When I moved to the edge of the Peak District almost three years ago I was excited to think of all the wildlife that I could see just outside my house. We will be living next to a national park, I thought, there must be loads. Yet since moving here we have only seen the odd unusual animal and it’s been the exception rather than the rule.

I attended a talk given by the Derbyshire Wildlife Trust, where Tim Birch outlined what the Peaks could be like – with pine martins and red squirrels plentiful throughout. But why isn’t this already happening? It seems that the landscape in its current form favours one species, red grouse, over any other and the plants and wildlife that should exist in a national park are simply not there.

As beautiful as the heather moorlands can be in full bloom, surely there should more a more diverse landscape for us to enjoy?

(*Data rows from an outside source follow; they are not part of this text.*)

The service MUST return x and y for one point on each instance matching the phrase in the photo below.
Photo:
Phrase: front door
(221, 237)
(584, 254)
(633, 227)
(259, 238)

The landscape is managed in such an uninspiring way that it ultimately affects the bio-diversity of the Peaks, as well as reducing the landscape’s ability to help us deal with climate change and assist with flood reduction. Although there are still re-wilding projects going on in small clumps around the area, any re-introduction of species such as ospreys or golden eagles would probably result in death for any bird that happens to go near an unscrupulous gamekeeper with a gun, who perceives them as a threat to the red grouse.

A national park is a great outdoor playground for everybody—cyclists, walkers, climbers and many others—and not just for people who wish to shoot birds.

We could have people coming to the Peak District to see all this wildlife and then putting their money into local businesses all around the national park. Farmers could be properly paid to manage the land with grazing animals, and gamekeepers (who know these moors better than most) could be paid to show tourists the best parts of the Peaks. This vision is not un-realistic surely?

When you talk about poaching of elephants, rhinos and animals in other countries we Brits get annoyed, but maybe people should look at what is going on in their own country as well.

Tim referenced other re-wilding projects such as Knepp in Sussex where the landscape has returned to a more natural state. Knepp estate now has safaris running to show members of the public animals that have returned, such as purple emperor butterflies and nightingales.

So this kind of wildlife and landscape management is possible. All it needs is a bit of co-operation between those who work and play in the Peak District, and we could see a return to the diversity our own part of the world deserves.